Bij besluit van 18 september 2000 heeft verweerder de
bezwaren van eisers ongegrond verklaard.
Tegen dit besluit hebben eisers bij brief van 25 oktober
2000, ingekomen bij de rechtbank op 26 oktober 2000,
beroep ingesteld.
Verweerder heeft bij brief van 30 november 2000 de op de
zaak betrekking hebbende stukken ingediend alsmede een
verweerschrift.
Het beroep is op 13 juni 2001 ter zitting behandeld.
Eisers zijn in persoon verschenen, bijgestaan door hun
gemachtigde mr. E.M. Krukziener.
Verweerder is, met voorafgaand bericht, niet verschenen.
2. Motivering
De rechtbank dient de vraag te beantwoorden of het
bestreden besluit van 18 september 2000 in rechte stand
kan houden.
De rechtbank stelt vast dat de schuld van eisers
betrekking heeft op ten onrechte genoten
bijstandsuitkering over de periode van 15 maart 1988 tot
15 maart 1993. Bij beschikking van 8 augustus 1994 heeft
de arrrondissementsrechtbank te Den Haag in hoger beroep
bepaald dat de vordering vastgesteld dient te worden op
ƒ50.000,- en het aflossingsbedrag op minimaal ƒ100,- per
maand, met dien verstande dat als het inkomen zou
uitkomen boven bijstandsniveau, men de helft van de
verdiensten boven bijstandsniveau eveneens zou moeten
aflossen boven de vastgestelde ƒ100,- per maand. Tevens
werd bepaald dat eisers eenmaal per kwartaal, voor de
eerste maal op 1 oktober 1994, een overzichtelijke
opgave van hun maandelijkse inkomsten in het
voorafgaande kwartaal aan de gemeente dienen over te
leggen.
Eisers hebben in de periode van 1 augustus 1994 tot 1
augustus 1999 een bedrag van ƒ6000,- afgelost. Het
verzoek om kwijtschelding betreft derhalve een bedrag
van ƒ44.000,-.
Eisers hebben tegen het bestreden besluit het volgende
naar voren gebracht.
Eisers hebben gedurende vijf jaar op hun fraudeschuld
bij verweerder afgelost. Zij menen dat het huidige
afbetalingssysteem zeer in het nadeel van hun toekomst
werkt. Gezien het feit dat eisers nu vijf jaar hebben
betaald, menen zij in aanmerking te komen voor
kwijtschelding van het restant van de vordering.
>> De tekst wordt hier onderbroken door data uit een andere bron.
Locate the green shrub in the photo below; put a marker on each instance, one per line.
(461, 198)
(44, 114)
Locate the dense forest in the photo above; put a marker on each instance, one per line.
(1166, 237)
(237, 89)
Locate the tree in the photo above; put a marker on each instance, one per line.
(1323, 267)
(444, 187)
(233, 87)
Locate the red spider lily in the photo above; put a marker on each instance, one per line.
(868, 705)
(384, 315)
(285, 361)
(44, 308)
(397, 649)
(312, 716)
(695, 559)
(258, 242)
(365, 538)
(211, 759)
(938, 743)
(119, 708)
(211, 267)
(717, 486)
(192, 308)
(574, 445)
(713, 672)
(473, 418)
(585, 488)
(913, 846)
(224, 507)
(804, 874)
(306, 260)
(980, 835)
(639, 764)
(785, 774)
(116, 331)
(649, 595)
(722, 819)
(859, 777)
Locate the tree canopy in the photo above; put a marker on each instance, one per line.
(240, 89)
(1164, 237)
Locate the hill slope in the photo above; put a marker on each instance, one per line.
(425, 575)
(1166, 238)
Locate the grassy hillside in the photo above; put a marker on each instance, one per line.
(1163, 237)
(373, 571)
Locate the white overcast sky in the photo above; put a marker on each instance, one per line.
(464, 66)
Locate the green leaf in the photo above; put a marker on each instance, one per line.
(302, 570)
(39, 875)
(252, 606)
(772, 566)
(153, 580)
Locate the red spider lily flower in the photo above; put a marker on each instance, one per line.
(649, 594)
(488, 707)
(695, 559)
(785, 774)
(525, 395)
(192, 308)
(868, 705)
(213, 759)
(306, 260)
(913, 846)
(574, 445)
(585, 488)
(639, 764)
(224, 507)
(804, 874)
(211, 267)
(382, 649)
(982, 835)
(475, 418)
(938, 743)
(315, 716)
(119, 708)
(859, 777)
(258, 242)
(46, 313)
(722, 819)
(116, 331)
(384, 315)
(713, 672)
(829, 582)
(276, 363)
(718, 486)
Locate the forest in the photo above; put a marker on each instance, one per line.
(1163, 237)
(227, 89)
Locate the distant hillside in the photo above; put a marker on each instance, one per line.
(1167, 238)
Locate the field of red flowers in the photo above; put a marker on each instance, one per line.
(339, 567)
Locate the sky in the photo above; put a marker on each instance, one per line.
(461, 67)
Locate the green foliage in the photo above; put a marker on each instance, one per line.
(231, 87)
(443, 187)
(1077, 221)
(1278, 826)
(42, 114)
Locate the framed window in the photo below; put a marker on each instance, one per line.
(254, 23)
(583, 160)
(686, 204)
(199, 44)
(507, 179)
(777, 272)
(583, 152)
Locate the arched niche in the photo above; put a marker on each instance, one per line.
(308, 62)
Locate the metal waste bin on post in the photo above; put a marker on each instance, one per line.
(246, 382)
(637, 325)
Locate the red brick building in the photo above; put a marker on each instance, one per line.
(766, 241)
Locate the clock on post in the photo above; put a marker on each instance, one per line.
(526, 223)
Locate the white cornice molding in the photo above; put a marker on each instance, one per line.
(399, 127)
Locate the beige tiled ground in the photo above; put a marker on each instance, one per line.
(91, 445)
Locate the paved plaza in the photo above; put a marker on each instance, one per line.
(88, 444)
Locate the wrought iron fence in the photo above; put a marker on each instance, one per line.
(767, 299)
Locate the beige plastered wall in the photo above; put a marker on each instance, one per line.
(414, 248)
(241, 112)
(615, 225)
Verweerder stelt zich op het standpunt dat hij niet kan
beoordelen óf, en zo ja, in hoeverre eisers gedurende
vijf jaar aan hun aflossingsverplichting hebben voldaan,
aangezien eisers zich niet hebben gehouden aan de
verplichting volgend uit de beschikking in hoger beroep
van de arrondissementsrechtbank te Den Haag van 8
augustus 1994. Eisers hebben, ondanks herhaalde
aanmaningen van verweerder, de gevraagde gegevens niet
(volledig) overgelegd.
Het verzoek van eisers om af te zien van verdere
terugvordering heeft betrekking op artikel 78c, eerste
lid, onderdeel a, van de Abw, aangezien eisers stellen
nu vijf jaar te hebben betaald en hopen op een nieuwe
situatie die hun toekomst niet in de weg staat. Dit
artikel is op 1 augustus 1998 bij inwerkingtreding van
de Wet herziening debiteurenbeleid (Wet van 9 april
1998, Stb. 1998, 278) [Wet terugvordering en verhaal in
verband met herziening van het debiteurenbeleid, red.]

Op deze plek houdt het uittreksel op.